The Undercut: Netflix’s Drive to Survive is not real

I often think about the ways Formula 1 has changed, and wonder whether:

  1. The sport is the problem; or
  2. I am the problem.

Because the second option would involve me needing to do some [insert retching sound] deep psychological self-reflection, let’s just assume that F1 has changed. And now let me tell you what one of my biggest gripes is:

The phoniness.

Whether that’s a real word or not is not the point. Because at least my attempt to explain something about what I think about F1 is completely and totally honest.

Want to know something that’s not very honest? Answer: The official F1 Netflix series Drive to Survive.

Season 2 debuted on Friday night, and with five or eight wines (I swear that’s all I had) firmly in the fuel tank, I buckled up (and unbuckled my actual belt) for episode 1.

Within half an hour, I was bugging out of Netflix and reaching for my favourite REAL F1 documentary. I don’t know off the top of my head who made it and I have no interest in looking up the marketing material or reading the press release, either. I just don’t care. But let me tell you this: it was brilliant.

And no, I’m not talking about the 2018 documentary about the fascinating and calamitous final days of the McLaren-Honda collaboration, called Grand Prix Driver. You can only watch it on Amazon Prime, and it’s ok. It really is. The main problem, though, is that … it’s not real.

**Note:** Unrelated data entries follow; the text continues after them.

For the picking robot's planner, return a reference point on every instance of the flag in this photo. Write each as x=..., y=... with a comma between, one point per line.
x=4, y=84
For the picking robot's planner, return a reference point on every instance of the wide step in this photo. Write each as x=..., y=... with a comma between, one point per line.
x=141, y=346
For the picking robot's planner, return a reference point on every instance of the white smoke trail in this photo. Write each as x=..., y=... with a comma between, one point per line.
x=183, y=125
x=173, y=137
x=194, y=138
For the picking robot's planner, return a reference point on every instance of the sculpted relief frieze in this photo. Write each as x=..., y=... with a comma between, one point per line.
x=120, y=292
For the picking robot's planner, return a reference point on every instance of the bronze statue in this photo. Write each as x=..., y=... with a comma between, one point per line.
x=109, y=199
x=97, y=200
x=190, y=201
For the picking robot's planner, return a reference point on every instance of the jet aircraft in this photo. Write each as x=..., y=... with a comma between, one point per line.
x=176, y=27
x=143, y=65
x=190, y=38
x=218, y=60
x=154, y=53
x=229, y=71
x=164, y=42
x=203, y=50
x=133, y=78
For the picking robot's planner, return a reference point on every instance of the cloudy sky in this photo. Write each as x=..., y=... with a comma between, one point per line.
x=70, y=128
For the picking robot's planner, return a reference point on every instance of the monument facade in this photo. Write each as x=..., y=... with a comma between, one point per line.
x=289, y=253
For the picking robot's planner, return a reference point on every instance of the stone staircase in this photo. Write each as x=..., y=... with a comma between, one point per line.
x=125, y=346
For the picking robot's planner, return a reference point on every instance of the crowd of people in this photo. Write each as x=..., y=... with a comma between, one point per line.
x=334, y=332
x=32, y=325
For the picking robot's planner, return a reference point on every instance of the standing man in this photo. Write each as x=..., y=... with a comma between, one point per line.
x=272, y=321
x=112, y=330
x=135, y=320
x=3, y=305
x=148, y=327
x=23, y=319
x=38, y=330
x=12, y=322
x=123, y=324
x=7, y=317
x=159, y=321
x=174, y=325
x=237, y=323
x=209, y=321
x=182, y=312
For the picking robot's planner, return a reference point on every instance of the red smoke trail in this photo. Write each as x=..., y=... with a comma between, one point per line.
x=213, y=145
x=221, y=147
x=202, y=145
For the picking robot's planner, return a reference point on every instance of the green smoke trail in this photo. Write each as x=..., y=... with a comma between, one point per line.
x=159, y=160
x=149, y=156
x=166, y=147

Not real? Yep. Not real. Some of the scenes are completely and totally and cynically staged. Don’t believe me? Load up the scene in which three mechanics are chatting about how awful the Honda engine is, as they liken it to a “Honda Civic”.

Or the conversation between Zak Brown and Eric Boullier, where the camera – which is ‘locked out’ (not really locked out) of the meeting in the glass-walled room – pretends it is not still listening in on their admission that the woeful Honda engine will cost them Fernando Alonso’s services for the following 2018 season.

Let me repeat: It ain’t real.

There’s a reason pretty much everyone who loves premier open-wheeled motor racing absolutely hated Sylvester Stallone’s 2001 Indycar movie called Driven. We’ve all watched it a zillion times (because back then we had no real mainstream alternatives within the genre).

And we’d all watch it again just to reminisce and to smile. But it was actually awful. Ridiculous crashes. Ridiculous Indycar chases through the city streets. Ridiculous plots. Ridiculous acting. Ridiculous story-line. Ridiculous execution.

Ridiculous movie.

But at least Stallone made it obvious that this crap-fest was obviously not real. So in that way, we didn’t really mind.

Let’s fast-forward to 2010, when Asif Kapadia’s Ayrton Senna biopic called Senna was released. Because we all frickin loved Senna, frickin love the Senna story, and frickin love all that old Senna footage, we all said we loved it.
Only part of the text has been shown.